At a time when the world is facing public health threat due to emergence of diseases like Severe Acute Respiratory Syndrome (SARS) and Avian Influenza, current health regulations, enforced since 1969, are being reviewed to make them responsive to threats posed by these diseases," a government official said. "The current regulations are now undergoing substantial revision to make them responsive to changes ushered in by the resurgence of the infectious disease threat, the increased volume and complexity of international travel and trade, and the widespread use of electronic communications," said Dr M K Malla, chief special secretary of planning and international aid division at the Ministry of Health. Mallas was speaking at a two-day national consultation workshop on International Health Regulations (IHR) that commenced here today.

The current regulations prescribe measures only for three diseases, namely cholera, plague and yellow fever. The five main changes in the revised version of IHR are notification, national IHR focal points, definition of core capacity required in surveillance and response, recommended measures for public health emergency of international concern and acknowledged risks, and mechanisms for external advice for support during emergencies.
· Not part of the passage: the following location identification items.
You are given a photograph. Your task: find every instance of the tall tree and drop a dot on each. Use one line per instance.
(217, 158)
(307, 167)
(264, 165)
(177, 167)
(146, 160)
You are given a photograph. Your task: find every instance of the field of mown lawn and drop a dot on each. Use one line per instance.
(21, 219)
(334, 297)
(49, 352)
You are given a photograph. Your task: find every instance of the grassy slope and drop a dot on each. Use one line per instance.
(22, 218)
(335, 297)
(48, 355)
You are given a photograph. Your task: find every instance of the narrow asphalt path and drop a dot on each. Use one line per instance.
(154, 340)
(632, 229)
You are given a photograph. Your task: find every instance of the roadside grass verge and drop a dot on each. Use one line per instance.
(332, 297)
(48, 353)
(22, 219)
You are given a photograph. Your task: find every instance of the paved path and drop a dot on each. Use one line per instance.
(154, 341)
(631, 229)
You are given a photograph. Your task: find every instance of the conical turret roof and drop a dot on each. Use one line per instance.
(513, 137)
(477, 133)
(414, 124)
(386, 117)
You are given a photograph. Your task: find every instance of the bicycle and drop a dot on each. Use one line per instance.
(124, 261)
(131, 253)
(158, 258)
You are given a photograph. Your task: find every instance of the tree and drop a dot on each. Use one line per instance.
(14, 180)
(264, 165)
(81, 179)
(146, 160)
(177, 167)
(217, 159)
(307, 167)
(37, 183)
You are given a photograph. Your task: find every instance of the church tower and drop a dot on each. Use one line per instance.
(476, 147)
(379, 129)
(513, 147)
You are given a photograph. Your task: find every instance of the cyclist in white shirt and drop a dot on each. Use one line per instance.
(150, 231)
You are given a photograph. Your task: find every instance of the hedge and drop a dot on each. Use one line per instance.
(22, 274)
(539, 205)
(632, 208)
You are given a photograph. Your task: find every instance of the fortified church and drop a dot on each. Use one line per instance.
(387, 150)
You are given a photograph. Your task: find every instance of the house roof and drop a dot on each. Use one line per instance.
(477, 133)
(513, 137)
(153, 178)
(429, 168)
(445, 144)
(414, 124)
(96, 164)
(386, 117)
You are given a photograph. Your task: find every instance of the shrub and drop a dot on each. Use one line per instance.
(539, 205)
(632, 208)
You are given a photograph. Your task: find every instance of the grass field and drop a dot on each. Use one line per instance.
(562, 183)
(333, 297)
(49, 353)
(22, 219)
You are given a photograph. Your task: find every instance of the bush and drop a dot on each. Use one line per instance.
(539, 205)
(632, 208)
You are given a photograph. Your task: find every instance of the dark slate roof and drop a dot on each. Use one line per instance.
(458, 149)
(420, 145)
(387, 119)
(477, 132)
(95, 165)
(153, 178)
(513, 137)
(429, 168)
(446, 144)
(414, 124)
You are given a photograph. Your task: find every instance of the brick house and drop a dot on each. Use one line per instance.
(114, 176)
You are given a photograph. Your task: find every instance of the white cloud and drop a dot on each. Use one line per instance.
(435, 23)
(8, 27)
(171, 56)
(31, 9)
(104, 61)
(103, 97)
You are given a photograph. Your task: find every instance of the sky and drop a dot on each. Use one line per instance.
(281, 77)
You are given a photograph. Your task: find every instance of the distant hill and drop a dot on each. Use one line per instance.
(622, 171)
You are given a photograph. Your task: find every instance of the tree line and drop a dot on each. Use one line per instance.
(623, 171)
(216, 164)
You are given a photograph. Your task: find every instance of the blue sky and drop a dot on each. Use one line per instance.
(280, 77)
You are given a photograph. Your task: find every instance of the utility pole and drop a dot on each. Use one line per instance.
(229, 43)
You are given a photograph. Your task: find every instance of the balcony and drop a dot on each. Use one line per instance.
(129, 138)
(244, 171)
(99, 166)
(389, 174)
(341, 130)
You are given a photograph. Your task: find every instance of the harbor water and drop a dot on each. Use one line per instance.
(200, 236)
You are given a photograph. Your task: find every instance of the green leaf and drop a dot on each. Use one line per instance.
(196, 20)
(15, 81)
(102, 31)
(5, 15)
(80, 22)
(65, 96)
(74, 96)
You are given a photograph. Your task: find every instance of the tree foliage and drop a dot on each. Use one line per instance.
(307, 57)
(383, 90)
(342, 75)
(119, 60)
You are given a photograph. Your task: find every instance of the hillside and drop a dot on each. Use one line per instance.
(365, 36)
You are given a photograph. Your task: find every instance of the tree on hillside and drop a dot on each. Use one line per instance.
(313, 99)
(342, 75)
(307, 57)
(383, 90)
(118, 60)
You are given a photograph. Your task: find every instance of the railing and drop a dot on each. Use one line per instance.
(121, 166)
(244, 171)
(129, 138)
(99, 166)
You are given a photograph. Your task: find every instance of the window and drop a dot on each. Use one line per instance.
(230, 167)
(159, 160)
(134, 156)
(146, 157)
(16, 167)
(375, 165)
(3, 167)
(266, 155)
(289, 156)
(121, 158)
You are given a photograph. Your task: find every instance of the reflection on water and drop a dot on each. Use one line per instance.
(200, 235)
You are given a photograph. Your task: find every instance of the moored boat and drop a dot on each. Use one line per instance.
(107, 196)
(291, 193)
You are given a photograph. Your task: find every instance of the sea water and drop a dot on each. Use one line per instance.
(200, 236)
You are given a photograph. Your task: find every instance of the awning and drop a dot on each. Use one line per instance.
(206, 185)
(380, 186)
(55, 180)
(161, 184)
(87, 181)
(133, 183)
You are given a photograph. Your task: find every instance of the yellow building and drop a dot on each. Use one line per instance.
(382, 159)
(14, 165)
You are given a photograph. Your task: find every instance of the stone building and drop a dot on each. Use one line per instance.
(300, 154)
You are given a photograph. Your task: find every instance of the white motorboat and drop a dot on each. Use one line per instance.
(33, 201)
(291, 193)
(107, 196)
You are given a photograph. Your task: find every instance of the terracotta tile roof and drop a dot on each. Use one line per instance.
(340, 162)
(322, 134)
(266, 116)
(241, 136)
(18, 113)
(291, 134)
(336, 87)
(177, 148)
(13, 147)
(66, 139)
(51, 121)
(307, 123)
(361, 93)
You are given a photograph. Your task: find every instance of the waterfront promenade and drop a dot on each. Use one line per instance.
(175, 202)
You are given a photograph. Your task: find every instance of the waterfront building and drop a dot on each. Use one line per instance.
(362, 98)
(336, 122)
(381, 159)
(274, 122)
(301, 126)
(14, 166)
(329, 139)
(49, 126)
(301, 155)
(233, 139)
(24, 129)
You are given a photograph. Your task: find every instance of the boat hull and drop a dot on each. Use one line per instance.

Stating that no isolated control strategy would work in the long run, Dr BD Chataut, director-general, Department of Health Services, said, "The only certain way for countries to protect their populations from public health emergencies of international concern is to agree on global solutions that address a shared threat."

"The IHR provides security against spread of disease worldwide while avoiding unnecessary interference with international traffic," said Dr Lin Aung, acting World Health Organisation (WHO) representative to Nepal. Underlining that IHR is the only legal framework with codes of practices to prevent international spread of diseases, Dr Ayana Yeneabat of the WHO-South East Asia Regional Office said that globalisation has made international cooperation even more necessary. Dr Mahendra Bahadur Bista, director of the Epidemiology and Disease Control Division, said that the objectives of the workshop range from briefing country stakeholders on the review process and implications of the revised IHR to building consensus on the legal document.